MARL Environment API¶

Implementation Status

The MARL Environment is fully implemented as a custom environment (non-Gym) that provides direct integration with CARLA and OpenCDA. It manages the full RL loop: observation extraction via ObservationExtractor, action selection via MARLManager, reward calculation, and algorithm updates.

The MARL Environment (MARLEnv) provides a clean, direct interface for multi-agent reinforcement learning, designed specifically for CARLA's dynamic vehicle nature without Gym dependency.

MARLEnv
├── Episode Management      # reset_episode(), step execution
├── Observation System      # ObservationExtractor for feature vectors
├── Reward Calculation      # Multi-objective configurable rewards
├── Event Tracking          # StepEvent-based collision/completion tracking
└── Training Integration    # MARLManager for algorithm updates

Core Classes¶

MARLEnvConstructor

Custom MARL environment with direct CARLA integration.

class MARLEnv:
    """
    Custom MARL Environment for OpenCDA.

    Provides direct RL training loop without Gym dependency.
    Integrates with MARLScenarioManager for simulation control
    and MARLManager for algorithm orchestration.
    """

def __init__(self, scenario_manager: MARLScenarioManager, config: Dict = {}):
    """
    Initialize MARL Environment.

    Parameters
    ----------
    scenario_manager : MARLScenarioManager
        The scenario manager providing CARLA simulation control
    config : dict
        MARL configuration (reward params, training settings, etc.)
    """

Key Methods¶

Episode ManagementObservation SystemReward SystemEvent Tracking

def reset_episode(self):
    """
    Reset for new episode.

    Resets scenario manager, clears event logs,
    and prepares for new training episode.
    """

def step(self):
    """
    Execute one environment step.

    Runs the full RL loop:
    1. Scenario manager step (vehicle control, traffic)
    2. Collect observations via ObservationExtractor
    3. Calculate rewards from step events
    4. MARLManager action selection and algorithm update

    Returns internally managed state; use getter methods
    for observations, rewards, and events.
    """

def get_observations(self) -> Dict:
    """
    Get observations for all active agents.

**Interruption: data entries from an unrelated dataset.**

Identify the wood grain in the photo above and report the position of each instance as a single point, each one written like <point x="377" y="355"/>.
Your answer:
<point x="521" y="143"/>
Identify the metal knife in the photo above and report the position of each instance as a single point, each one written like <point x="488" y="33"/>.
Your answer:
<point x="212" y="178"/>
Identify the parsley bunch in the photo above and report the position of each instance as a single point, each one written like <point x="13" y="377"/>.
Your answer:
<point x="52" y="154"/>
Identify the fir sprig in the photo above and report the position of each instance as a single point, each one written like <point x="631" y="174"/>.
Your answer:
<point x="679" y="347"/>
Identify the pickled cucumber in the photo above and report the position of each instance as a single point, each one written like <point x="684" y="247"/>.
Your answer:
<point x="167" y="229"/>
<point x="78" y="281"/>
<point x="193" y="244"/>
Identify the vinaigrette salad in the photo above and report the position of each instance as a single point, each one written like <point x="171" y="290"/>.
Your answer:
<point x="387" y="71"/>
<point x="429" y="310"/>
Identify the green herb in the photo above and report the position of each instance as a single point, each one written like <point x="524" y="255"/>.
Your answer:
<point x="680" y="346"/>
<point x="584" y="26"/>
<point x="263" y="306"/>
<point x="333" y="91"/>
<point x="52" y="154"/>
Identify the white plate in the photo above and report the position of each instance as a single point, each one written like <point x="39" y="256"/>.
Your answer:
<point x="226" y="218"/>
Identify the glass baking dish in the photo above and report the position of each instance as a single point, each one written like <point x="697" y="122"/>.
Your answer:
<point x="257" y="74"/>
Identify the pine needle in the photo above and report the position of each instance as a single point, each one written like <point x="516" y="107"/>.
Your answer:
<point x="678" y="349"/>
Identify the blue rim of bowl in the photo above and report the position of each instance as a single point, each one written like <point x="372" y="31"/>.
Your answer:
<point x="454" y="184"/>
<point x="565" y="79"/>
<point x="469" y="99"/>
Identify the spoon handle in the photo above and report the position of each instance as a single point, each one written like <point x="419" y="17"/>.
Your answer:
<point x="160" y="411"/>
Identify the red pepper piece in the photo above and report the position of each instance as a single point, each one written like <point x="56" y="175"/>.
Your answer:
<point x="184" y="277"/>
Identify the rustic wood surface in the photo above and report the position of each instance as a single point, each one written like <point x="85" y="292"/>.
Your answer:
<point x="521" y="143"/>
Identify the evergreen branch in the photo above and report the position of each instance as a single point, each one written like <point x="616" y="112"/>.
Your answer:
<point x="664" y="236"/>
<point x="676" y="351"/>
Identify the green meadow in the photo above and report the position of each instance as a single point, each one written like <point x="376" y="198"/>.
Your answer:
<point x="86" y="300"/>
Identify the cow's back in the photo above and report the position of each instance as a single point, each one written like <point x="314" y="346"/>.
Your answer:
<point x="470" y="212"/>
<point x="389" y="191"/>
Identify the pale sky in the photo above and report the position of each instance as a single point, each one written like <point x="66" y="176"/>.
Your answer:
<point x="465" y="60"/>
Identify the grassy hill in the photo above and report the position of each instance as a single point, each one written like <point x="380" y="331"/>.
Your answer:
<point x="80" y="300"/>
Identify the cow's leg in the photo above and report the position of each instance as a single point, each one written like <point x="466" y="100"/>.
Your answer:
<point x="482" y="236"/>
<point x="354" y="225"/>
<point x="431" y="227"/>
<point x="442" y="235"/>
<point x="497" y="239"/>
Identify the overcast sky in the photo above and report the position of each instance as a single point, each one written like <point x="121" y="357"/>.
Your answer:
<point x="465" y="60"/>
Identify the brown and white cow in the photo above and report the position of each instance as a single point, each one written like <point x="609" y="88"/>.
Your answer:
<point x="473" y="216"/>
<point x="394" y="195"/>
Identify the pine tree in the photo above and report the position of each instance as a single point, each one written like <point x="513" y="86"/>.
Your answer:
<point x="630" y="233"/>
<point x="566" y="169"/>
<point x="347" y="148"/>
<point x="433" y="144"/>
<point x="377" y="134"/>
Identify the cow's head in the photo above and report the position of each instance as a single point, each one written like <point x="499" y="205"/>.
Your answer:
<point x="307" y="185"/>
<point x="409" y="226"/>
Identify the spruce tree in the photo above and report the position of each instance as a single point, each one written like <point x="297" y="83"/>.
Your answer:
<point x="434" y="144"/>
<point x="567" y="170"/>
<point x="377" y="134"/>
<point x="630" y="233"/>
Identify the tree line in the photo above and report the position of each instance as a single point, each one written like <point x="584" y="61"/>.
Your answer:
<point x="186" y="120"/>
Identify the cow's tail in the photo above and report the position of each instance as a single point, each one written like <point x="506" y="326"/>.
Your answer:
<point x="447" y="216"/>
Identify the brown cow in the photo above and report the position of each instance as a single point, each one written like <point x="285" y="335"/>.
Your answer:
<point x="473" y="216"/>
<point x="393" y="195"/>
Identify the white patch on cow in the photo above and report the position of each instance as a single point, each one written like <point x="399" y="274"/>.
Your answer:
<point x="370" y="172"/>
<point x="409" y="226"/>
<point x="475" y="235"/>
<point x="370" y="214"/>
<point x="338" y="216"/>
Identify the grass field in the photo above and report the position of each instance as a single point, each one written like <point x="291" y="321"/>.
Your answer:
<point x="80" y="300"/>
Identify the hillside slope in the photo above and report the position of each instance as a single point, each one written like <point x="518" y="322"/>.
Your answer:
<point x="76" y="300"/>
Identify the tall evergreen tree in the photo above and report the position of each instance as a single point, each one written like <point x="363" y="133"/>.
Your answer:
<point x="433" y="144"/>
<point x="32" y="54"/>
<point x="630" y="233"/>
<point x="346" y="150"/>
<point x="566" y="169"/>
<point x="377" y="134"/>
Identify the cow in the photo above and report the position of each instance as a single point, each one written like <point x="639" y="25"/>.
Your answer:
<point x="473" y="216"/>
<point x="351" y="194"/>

    Returns observations extracted by ObservationExtractor
    with configurable feature types.

    Returns
    -------
    observations : dict
        Agent observations (agent_id -> observation vector)
    """

def get_training_info(self) -> Dict[str, Any]:
    """
    Get current training information from MARLManager.

    Returns algorithm-specific training stats
    (losses, exploration noise, Q-values, etc.)
    """

def get_current_step_rewards(self) -> Dict[str, float]:
    """
    Get rewards from the current step.

    Returns
    -------
    rewards : dict
        Agent rewards (agent_id -> reward value)
    """

def get_reward_params(self) -> Dict:
    """
    Get current reward function parameters.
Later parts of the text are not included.